This column states more clearly than I ever could how poetry that does not fit inside ‘the box’ is not going to be published.
From the article:
Typically there are two types of aesthetics (following the MFA division of poetry into two major camps): the narrative/formally uninventive/epiphany-based confessional or memoiristic short poem, and the experimental/avant-garde/language poetry camp, which takes its inspiration from deconstruction and makes a fetish of the insensibility of ordinary language. A judge from one camp is never going to pick a book from another camp; it just doesn’t happen. The screeners know it, and hopefully the submitters know it too (unless they’re really stupid). Already a great deal of self-screening has taken place, and rapidly amplifies during the early stages of screening.
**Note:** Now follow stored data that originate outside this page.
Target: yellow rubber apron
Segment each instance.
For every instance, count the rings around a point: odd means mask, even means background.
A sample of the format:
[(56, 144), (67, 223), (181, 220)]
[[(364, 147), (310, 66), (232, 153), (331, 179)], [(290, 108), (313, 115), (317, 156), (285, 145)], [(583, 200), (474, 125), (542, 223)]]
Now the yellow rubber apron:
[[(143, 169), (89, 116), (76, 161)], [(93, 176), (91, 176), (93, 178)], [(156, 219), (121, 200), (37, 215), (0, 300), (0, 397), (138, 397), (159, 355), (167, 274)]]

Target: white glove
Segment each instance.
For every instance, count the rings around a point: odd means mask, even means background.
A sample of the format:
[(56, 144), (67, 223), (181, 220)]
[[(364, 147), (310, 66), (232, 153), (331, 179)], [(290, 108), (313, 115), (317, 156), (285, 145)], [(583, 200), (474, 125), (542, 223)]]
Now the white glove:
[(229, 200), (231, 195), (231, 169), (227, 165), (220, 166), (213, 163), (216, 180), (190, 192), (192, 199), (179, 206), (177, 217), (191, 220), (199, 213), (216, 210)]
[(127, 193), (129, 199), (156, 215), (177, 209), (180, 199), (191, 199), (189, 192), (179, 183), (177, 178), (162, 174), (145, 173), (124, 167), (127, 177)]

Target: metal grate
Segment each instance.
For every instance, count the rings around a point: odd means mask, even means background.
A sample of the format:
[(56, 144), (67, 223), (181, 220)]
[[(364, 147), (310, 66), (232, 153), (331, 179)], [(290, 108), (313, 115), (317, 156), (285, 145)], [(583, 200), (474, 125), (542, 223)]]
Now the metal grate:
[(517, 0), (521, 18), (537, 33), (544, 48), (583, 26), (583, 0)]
My poetry doesn’t fit within either of those two camps, and I don’t have an MFA (nor the time or opportunity or desire to get one).
I have been working on a chapbook for a few months now, and was planning on submitting it to some contests. Will I, now that I’ve read that article? Maybe, but with the awareness that it probably won’t get published.
When it comes right down to it, what I want is for people to read my writing. I would write even if no one ever saw it, but it’s a lot more fun writing to be read. Sometimes I consider self-publishing, but it seems like a lot of effort just to not be read — I don’t know if I could promote my book enough to get it into the hands of enough readers to be worth it.
Edited to add: Honestly, I’ll probably still enter contests. I wrote this feeling depressed, yet again, about my chances. But I do wish there was another way. Actually, there is another way, sending individual poems to poetry journals. I tried that. My poetry wasn’t good enough, and the journals highly recommend (sometimes require) you to read the journal ahead of time and/or have a subscription. I can’t afford multiple poetry journal subscriptions and the wasted paper makes me cringe. Living in the back of beyond (okay, not really, just hundreds of miles from a major metropolitan area) means that the local bookstores and library do not carry poetry journals. Anyway, enough of my rambling. If you’d like another perspective on the article I quoted above, here it is.
Have any of you been published? Was it by a traditional publisher, or self-published? Was it worth it?